O meu presente de eleição absoluto para qualquer baby shower neste momento é o Ginásio de Madeira para Bebé | Conjunto Velho Oeste. É genuinamente bonito, o que é raro em artigos para bebés. Trata-se de uma estrutura robusta de madeira em forma de "A" que traz um cavalinho em croché e um búfalo em madeira maciça, e fica um verdadeiro encanto lá no meio da sala de estar. O meu filho mais novo passou literalmente todo o seu quarto mês de vida apenas a olhar maravilhado para a pequena estrela prateada que lá está pendurada. Proporciona-lhes aquele contraste sensorial tão importante entre a madeira dura e o fio macio, mas para ser franca, a minha parte favorita é que precisa de exatamente zero pilhas e faz zero barulho.
Costumo também juntar o Prato em Silicone Morsa para quando finalmente começam a comer alimentos sólidos. Tem umas divisórias bem fundas para que as ervilhas não toquem acidentalmente no puré de batata, o que, aparentemente, é um crime federal no mundo das crianças pequenas. Mas deixem-me dizer uma coisa: a caixa diz que pode ir à máquina de lavar loiça, mas se quiserem que a ventosa da base continue mesmo a aderir ao tabuleiro da cadeira de refeição após um mês de uso, é melhor lavarem a parte de baixo à mão. O calor da minha máquina de lavar loiça deformou de tal forma o primeiro que tivemos que o meu filho do meio rapidamente descobriu como arrancá-lo da mesa e atirar o esparguete diretamente ao cão.
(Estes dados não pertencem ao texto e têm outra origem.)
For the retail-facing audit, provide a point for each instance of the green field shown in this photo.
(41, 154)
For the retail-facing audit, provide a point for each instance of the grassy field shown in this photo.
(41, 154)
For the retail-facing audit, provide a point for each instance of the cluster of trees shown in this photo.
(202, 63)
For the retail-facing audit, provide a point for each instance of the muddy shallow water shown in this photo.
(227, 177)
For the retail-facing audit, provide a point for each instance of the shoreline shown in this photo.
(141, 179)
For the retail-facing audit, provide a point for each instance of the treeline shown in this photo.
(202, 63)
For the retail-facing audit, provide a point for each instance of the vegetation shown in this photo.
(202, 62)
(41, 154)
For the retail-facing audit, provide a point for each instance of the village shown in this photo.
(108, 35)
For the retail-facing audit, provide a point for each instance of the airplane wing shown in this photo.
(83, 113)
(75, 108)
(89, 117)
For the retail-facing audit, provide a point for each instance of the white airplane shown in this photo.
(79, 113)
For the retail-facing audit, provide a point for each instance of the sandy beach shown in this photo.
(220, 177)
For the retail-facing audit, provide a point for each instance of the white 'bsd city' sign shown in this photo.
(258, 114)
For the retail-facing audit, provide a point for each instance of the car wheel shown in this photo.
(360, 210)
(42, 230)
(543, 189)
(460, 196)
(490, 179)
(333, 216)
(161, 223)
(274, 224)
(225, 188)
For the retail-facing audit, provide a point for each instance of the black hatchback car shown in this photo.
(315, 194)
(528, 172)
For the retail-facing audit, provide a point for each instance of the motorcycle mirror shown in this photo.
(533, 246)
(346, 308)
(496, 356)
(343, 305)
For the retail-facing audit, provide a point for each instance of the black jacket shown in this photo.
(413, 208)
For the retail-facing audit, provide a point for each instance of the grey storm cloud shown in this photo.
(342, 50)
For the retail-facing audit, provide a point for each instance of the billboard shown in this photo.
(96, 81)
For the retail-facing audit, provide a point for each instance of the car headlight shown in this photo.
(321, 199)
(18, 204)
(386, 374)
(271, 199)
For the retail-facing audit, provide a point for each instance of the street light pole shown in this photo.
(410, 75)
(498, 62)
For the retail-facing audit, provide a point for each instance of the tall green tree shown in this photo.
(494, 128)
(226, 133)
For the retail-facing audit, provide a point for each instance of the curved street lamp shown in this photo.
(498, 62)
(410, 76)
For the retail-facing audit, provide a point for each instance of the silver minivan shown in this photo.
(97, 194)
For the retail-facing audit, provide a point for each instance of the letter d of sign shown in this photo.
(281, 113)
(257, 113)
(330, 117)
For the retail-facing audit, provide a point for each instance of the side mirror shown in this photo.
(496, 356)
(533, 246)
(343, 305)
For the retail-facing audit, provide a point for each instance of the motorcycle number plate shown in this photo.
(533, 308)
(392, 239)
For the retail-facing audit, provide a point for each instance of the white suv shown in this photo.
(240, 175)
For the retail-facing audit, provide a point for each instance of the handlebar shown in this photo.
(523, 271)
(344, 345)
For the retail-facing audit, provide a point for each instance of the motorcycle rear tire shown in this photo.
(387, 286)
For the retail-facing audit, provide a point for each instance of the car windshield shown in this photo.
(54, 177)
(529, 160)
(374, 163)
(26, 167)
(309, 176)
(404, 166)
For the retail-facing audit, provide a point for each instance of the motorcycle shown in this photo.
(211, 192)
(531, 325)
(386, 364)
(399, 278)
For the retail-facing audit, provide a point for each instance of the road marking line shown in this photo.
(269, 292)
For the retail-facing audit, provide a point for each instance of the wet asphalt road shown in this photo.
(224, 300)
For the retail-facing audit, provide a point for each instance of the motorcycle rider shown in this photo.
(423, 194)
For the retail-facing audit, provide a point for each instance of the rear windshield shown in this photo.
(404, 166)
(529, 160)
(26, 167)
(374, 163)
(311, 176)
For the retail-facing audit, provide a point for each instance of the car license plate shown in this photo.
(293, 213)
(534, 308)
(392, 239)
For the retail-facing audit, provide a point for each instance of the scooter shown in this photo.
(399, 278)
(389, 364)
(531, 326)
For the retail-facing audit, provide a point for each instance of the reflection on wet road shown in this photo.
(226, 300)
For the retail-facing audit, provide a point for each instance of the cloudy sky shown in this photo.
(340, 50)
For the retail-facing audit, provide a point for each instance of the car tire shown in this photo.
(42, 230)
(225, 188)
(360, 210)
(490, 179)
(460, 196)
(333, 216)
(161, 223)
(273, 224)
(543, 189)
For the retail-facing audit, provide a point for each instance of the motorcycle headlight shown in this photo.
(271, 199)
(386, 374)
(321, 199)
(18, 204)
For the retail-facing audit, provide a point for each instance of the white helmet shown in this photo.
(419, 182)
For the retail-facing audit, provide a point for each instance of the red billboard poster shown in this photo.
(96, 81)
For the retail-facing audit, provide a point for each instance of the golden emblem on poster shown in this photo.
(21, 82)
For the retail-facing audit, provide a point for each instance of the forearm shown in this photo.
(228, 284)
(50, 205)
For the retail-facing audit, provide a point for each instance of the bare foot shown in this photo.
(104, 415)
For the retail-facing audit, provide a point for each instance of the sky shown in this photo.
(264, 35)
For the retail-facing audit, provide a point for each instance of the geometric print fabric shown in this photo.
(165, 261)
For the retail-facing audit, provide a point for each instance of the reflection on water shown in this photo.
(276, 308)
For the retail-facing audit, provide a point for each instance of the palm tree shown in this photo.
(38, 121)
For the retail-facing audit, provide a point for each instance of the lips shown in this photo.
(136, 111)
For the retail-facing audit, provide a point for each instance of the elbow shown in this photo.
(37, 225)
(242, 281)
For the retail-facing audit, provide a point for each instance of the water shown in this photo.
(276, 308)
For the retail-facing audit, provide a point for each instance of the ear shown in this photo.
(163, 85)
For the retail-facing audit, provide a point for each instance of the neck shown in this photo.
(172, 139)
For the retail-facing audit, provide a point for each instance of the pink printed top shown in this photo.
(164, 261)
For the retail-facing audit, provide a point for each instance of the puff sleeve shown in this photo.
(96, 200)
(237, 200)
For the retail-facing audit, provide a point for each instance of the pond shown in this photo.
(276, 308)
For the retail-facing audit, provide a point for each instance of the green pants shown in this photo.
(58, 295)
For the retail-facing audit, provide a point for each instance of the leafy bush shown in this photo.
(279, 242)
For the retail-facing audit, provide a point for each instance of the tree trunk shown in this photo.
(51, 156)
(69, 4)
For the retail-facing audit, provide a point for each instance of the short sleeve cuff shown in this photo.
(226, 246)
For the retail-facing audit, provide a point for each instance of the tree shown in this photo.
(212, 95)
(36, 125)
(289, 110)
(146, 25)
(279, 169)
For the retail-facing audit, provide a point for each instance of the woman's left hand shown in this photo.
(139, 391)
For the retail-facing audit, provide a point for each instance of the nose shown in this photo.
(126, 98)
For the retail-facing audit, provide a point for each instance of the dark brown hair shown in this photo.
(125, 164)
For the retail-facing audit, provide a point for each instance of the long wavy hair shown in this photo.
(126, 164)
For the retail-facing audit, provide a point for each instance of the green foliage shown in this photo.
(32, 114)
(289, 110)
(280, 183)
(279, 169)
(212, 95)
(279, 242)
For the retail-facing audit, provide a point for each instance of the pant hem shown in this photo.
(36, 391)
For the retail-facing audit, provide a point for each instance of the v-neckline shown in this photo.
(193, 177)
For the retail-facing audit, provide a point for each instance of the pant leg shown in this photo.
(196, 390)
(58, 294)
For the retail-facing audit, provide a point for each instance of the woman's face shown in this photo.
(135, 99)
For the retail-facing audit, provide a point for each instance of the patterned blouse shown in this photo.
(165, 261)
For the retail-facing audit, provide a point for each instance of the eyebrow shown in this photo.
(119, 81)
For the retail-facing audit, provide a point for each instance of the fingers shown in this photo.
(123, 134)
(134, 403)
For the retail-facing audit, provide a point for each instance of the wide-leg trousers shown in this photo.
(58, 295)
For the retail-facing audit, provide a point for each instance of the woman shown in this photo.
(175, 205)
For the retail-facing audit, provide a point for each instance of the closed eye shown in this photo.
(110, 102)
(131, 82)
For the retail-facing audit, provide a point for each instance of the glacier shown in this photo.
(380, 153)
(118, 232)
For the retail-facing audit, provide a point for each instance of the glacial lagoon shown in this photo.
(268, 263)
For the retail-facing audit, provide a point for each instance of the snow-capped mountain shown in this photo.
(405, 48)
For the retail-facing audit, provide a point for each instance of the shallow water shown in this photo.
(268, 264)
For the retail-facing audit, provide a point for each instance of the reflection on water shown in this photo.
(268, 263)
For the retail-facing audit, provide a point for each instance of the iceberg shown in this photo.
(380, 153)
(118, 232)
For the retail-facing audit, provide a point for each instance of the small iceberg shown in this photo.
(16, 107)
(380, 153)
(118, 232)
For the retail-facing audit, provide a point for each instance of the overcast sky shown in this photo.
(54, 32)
É um prato fantástico, basta manter a base longe do ciclo de secagem a altas temperaturas.
Se quiserem ver que outros artigos orgânicos sobrevivem mesmo à realidade de criar filhos, vejam o resto da coleção da Kianao para descobrirem peças que não farão a vossa casa parecer que sofreu uma explosão numa fábrica de plásticos.
As regras que sigo agora
Ao olhar para trás e ver o quão stressada andei durante a minha primeira gravidez, só me apetece agarrar nessa minha versão mais nova e dar-lhe um abanão. Não ganhamos nenhuma medalha por dar a festa mais cara.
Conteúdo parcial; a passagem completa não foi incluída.